On 29 Aug, 2014, at 5:37 pm, Jerry Jongerius wrote:

>> did you check to see if packets were re-sent even if they weren't lost? on of
>> the side effects of excessive buffering is that it's possible for a packet to
>> be held in the buffer long enough that the sender thinks that it's been
>> lost and retransmits it, so the packet is effectivly 'lost' even if it 
>> actually
>> arrives at it's destination.
> 
> Yes.  A duplicate packet for the missing packet is not seen.
> 
> The receiver 'misses' a packet; starts sending out tons of dup acks (for all
> packets in flight and queued up due to bufferbloat), and then way later, the
> packet does come in (after the RTT caused by bufferbloat; indicating it is
> the 'resent' packet).  

I think I've cracked this one - the cause, if not the solution.

Let's assume, for the moment, that Jerry is correct and PowerBoost plays no 
part in this.  That implies that the flow is not using the full bandwidth after 
the loss, *and* that the additive increase of cwnd isn't sufficient to recover 
to that point within the test period.

There *is* a sequence of events that can lead to that happening:

1) Packet is lost, at the tail end of the bottleneck queue.

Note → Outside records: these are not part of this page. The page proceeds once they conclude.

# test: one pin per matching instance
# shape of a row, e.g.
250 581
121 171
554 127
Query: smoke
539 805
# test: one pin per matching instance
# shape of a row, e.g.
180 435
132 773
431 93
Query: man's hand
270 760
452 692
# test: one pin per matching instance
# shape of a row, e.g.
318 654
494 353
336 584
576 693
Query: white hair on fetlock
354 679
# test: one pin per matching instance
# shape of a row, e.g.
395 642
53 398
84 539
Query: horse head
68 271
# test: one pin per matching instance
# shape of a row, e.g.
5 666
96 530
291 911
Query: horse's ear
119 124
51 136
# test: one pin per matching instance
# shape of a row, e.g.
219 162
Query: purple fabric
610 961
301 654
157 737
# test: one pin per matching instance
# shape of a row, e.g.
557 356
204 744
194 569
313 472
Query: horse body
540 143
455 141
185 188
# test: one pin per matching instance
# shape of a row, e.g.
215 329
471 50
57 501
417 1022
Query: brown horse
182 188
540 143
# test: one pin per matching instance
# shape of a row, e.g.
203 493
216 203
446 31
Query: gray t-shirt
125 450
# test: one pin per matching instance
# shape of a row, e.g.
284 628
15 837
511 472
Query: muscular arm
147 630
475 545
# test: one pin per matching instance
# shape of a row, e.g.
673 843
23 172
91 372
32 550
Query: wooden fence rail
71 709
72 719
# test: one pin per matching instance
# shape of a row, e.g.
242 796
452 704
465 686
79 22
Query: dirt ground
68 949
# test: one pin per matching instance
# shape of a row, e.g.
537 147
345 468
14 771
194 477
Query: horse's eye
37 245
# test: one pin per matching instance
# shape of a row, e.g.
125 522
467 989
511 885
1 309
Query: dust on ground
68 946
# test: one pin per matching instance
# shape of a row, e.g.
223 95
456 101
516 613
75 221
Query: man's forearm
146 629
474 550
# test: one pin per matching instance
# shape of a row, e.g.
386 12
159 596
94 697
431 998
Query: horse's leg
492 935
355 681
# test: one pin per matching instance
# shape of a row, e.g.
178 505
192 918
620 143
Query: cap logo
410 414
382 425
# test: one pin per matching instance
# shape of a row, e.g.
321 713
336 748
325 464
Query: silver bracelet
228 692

2) Eventually, receiver sees the loss and starts sending duplicate acks (each 
triggering CA_EVENT_SLOW_ACK path in the sender).  Sender (running Westwood+) 
assumes that each of these represents a received, full-size packet, for 
bandwidth estimation purposes.

3) The receiver doesn't send, or the sender doesn't receive, a duplicate ack 
for every packet actually received.  Maybe some firewall sees a large number of 
identical packets arriving - without SACK or timestamps, they *would* be 
identical - and filters some of them.  The bandwidth estimate therefore becomes 
significantly lower than the true value, and additionally the RTO fires and 
causes the sender to reset cwnd to 1 (CA_EVENT_LOSS).

4) The retransmitted packet finally reaches the receiver, and the ack it sends 
includes all the data received in the meantime (about 3.5MB).  This is not 
sufficient to immediately reset the bandwidth estimate to the true value, 
because the BWE is sampled at RTT intervals, and also includes low-pass 
filtering.

5) This ends the recovery phase (CA_EVENT_CWR_COMPLETE), and the sender resets 
the slow-start threshold to correspond to the estimated delay-bandwidth product 
(MinRTT * BWE) at that moment.

6) This estimated DBP is lower than the true value, so the subsequent 
slow-start phase ends with the cwnd inadequately sized.  Additive increase 
would eventually correct that - but the key word is *eventually*.